Note that features 1–4 and 6 are used to somehow characterize the strength of the fMRI response, while features 5 and 7 estimate the delay in activation. Not only can the different measures of activation strength usually presented on individual activation maps join additional similar features in a single analysis, but they can be combined with features that are harder to present visually, such as the delays, leading in effect to a spatio‐temporal analysis [Goutte et al., 1998].

Clustering

In this paper, we use the standard and simple K‐means algorithm, as presented, for example, by Tou and Gonzalez [1974], Ripley [1996], or Goutte et al. [1999]. For a given number of clusters K, the algorithm iteratively minimizes the within‐class variance by assigning data to the nearest centre and recalculating each center as the average of its members. For simplicity, the Q‐dimensional data vectors u_j will be indexed with j ∈ {1, …N}, such that for all (x, y, z), there exists a unique j such that u(x, y, z) = u_j. The K‐means algorithm iterates the following steps:

1
Initialize K clusters C_k, k = 1…K, with centers c_k ⁽ⁱ⁾, for iteration i = 0.
2
Assign each data vector u_j to the cluster C_k with the nearest center c_k ⁽ⁱ⁾, based on a distance metric between the cluster center and the data vector, d(u_j, c_k ⁽ⁱ⁾).
3
Set new cluster center c_k ⁽ⁱ⁺¹⁾ to the average of its members: c_k ⁽ⁱ⁺¹⁾ = 1/|C_k| ∑ $_{j∈C_{k}}$ u_j

until a stable partition is found (this is achieved in a finite number of iterations and usually quite fast, cf. Bottou and Bengio [1995]). The role of the distance metric d(u_j, c_k ⁽ⁱ⁾) is discussed in detail by Goutte et al. [1999].

Initialization

There are usually several stable partitions, depending on the initial configuration. Of the different possible initialization strategies available, we simply use a random subset of the data as initial centers. To limit the effect of the stochastic initialization, we will usually perform several clusterings using different random initializations, and choose the final partition that has the lowest within‐class variance [Goutte et al., 1999]. This is usually no problem as the K‐means algorithm itself is extremely fast. Note that this multiple initialization procedure is in turn a stochastic process, as the minimum will depend on the particular set of initial centers chosen. This problem is addressed below by deriving empirical error bars on the resulting configurations.

Number of clusters

One of the key problems in clustering is to decide on the number of clusters. Goutte et al. [1999] propose a heuristic argument based on the use of hierarchical clustering, while other contributions on clustering fMRI time series seem to mostly ignore this issue. In this contribution, we adopt a model‐based approach and assume that the data comes from an underlying mixture of Gaussian distributions, with equal isotropic covariance matrices. In that context, we can invoke several information criteria. A more detailed description of the underlying model and information criteria is left to the Appendix, where we give the expression of the Information Criterion proposed by Akaike [1974] (AIC), the Bayesian Information Criterion (BIC) proposed by Schwartz [1978], and the Integrated Completed Likelihood (ICL) of Biernacki et al. [2000]. Using this framework, we will select the number of clusters that yield the highest value for the information criterion. The three criteria given in the Appendix will usually lead to different clustering models. In particular, AIC is known to overestimate the number of clusters. We will illustrate and discuss this below for our two clustering problems.

Normalization

In some cases, the features, i.e., the Q dimensions of the u_j's, have very different ranges. In that case, it is advisable to normalize the data to avoid one feature dominating the clustering process. Indeed, if one feature accounts for most of the variance, the algorithm will tend to cluster this dimension and disregard the remaining features.

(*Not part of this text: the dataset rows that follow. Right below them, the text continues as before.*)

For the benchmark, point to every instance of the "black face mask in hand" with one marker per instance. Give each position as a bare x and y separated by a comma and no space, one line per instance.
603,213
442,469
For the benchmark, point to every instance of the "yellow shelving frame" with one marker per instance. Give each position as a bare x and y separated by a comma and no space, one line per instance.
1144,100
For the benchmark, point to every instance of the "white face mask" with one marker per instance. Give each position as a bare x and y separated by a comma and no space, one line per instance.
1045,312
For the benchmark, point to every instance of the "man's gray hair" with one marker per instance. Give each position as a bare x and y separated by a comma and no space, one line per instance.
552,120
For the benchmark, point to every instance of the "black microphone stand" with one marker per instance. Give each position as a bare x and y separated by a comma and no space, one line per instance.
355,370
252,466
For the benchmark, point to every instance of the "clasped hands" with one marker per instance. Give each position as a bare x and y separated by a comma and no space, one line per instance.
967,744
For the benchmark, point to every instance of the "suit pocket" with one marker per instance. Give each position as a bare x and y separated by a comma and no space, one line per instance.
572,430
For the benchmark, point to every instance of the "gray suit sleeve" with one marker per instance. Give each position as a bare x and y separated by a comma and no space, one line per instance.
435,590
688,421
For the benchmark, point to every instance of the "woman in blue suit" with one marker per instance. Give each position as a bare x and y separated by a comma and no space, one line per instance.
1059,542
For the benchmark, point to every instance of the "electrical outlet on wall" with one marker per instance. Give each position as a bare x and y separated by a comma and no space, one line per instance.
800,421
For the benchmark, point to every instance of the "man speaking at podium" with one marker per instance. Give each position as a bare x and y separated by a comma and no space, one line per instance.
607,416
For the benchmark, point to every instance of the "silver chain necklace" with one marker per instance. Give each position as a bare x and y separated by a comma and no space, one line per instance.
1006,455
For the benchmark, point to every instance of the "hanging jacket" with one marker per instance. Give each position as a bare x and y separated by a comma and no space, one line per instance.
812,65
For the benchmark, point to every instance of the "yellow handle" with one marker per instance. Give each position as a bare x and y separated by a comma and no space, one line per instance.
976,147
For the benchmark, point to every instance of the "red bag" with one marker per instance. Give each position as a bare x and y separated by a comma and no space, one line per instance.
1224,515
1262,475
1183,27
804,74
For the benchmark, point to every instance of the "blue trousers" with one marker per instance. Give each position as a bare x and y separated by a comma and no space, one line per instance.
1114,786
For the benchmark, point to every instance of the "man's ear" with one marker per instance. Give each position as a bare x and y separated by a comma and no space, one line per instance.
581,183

Normalization typically involves centering by subtracting the mean and dividing by the standard deviation.

Functional MRI data are characterized by a usually limited number of activated voxels and fairly high activation statistics. In order to robustify the centering, we will use the median, and we scale the centered data such that 99% of the sample is placed in the interval −2.57; 2.57 (i.e., the 99% confidence interval for a standard normal variable). This takes into account that typically less than 5% of the data will have values exceeding the activation threshold. As noted by Goutte et al. [1999], this is equivalent to using a scaling metric instead of the standard Euclidean distance.

For easy reference, we will always display the results in the original (unnormalized) domain. This allows the reader to relate to the actual meaning of the features.

Results

Preprocessing

The data set acquired as a sequence of 128 × 128 voxels images was first processed to identify the location of the brain in the image, using an automated thresholding method in conjunction with standard filters. The masked brain contains 3,891 voxels, and each time series has 1,210 elements. The run‐based detrending is performed according to the description given above.

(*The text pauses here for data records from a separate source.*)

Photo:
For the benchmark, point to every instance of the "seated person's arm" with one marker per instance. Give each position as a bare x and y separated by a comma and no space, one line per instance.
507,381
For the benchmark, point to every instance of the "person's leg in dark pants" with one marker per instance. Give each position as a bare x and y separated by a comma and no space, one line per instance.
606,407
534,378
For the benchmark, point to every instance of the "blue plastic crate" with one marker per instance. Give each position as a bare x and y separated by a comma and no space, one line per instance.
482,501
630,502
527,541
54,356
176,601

For 1,210 images, the value of the F statistic corresponding to the 1% threshold is F_.99 = 6.67. To get a meaningful F statistic, the paradigm is first shifted 7 sec to take into account the delay of the haemodynamic response. In the current analysis, 889 voxels out of 3,891 have an F statistic greater than this threshold. They include the primary visual area and lateral areas in the visual cortex, in particular the lateral occipital cortex (Fig. 5).

Sieving nonactivated voxels using an omnibus F test. The 889 voxels that pass the test are indicated in black over the anatomic background. The analyses presented below will be limited to these voxels.

Clustering on delay and strength

The cross‐correlation and feature extraction produce 889 points in the 2D delay‐strength space. In addition to the sieving based on the F statistic, we discard the points for which the delay estimated on the cross‐correlation signal is either negative or larger than 10 sec, as these delays would have no meaningful explanation. Negative delays, for example, can and do appear by chance for noisy voxels. Though the F thresholding used as a data reduction device is supposed to discard noisy voxels, it is well known that because of the large number of voxels, some will appear as false positive after our sieving. The selection of the voxels with correct delay retains 851 voxels, on which we apply clustering.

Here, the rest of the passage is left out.